Le cancer de la prostate est le cancer le plus fréquent chez l’homme. L‘ablation totale de la prostate, ou prostatectomie radicale, est le traitement de référence des cancers localisés de la prostate. Toutefois, cette intervention peut s’accompagner d’un certain nombre de complications susceptibles de détériorer la qualité de vie des patients et sa justification est parfois discutable.
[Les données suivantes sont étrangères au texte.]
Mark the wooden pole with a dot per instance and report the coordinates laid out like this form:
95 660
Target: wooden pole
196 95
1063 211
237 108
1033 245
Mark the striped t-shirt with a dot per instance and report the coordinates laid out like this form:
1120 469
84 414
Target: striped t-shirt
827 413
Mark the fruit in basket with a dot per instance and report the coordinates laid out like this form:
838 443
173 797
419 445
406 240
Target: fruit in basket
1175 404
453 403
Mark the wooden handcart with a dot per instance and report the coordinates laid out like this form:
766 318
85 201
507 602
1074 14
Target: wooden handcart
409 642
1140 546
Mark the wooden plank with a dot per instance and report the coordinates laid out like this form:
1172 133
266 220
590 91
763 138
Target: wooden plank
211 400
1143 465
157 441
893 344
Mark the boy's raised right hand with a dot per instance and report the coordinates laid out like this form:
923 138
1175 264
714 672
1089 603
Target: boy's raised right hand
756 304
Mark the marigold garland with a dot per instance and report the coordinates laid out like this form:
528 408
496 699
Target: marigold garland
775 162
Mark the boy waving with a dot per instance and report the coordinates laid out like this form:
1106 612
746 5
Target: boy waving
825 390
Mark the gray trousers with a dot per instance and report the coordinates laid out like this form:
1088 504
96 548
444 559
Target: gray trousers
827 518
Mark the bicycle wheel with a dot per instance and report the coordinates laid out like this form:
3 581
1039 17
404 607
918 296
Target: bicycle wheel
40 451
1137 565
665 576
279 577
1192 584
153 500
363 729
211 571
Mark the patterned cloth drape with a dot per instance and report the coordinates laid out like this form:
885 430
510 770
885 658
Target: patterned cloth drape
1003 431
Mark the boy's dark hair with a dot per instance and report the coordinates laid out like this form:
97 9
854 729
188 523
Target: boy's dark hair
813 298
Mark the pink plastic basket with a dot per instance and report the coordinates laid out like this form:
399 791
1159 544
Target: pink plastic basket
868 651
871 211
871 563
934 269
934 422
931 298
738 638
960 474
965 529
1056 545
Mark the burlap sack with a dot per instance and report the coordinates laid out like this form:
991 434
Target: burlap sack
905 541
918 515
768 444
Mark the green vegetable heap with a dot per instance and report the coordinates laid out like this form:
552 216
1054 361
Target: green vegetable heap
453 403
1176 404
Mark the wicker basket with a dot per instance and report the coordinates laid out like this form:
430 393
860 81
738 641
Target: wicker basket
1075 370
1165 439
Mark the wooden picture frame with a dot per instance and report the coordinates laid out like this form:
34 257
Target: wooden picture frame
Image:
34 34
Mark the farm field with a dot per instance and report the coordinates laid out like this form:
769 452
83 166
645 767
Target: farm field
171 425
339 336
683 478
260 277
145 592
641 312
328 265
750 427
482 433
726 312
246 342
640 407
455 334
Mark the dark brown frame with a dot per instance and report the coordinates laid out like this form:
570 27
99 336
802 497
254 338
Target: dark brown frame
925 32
En effet, si d’un côté 15 % des cancers traités récidiveront et progresseront vers une maladie métastatique, de l’autre, une partie des patients ne devraient pas être opérés car leur tumeur est indolente et nécessite simplement d’être adéquatement surveillée. La juste prise en charge du cancer de la prostate reste donc aujourd’hui un défi clinique majeur et pâtit d’un manque d’outils permettant d’identifier précisément les tumeurs indolentes qui ne progresseront pas. Des travaux menés par l’équipe CIT, en collaboration avec Olivier Cussenot, chef du département d’urologie des Hôpitaux Universitaires Paris Est, ont permis d’identifier au niveau moléculaire un sous-type de tumeurs correspondant à environ 20 % des patients et fortement prédictif d’une absence totale de progression de la maladie. Ces travaux, publiés dans la revue Annals of Oncology, révèlent une liste de marqueurs moléculaires à des fins de diagnostic clinique. Une surveillance active pourrait ainsi être systématiquement proposée à un patient sur cinq présentant un cancer de prostate localisé, évitant ainsi une prostatectomie radicale.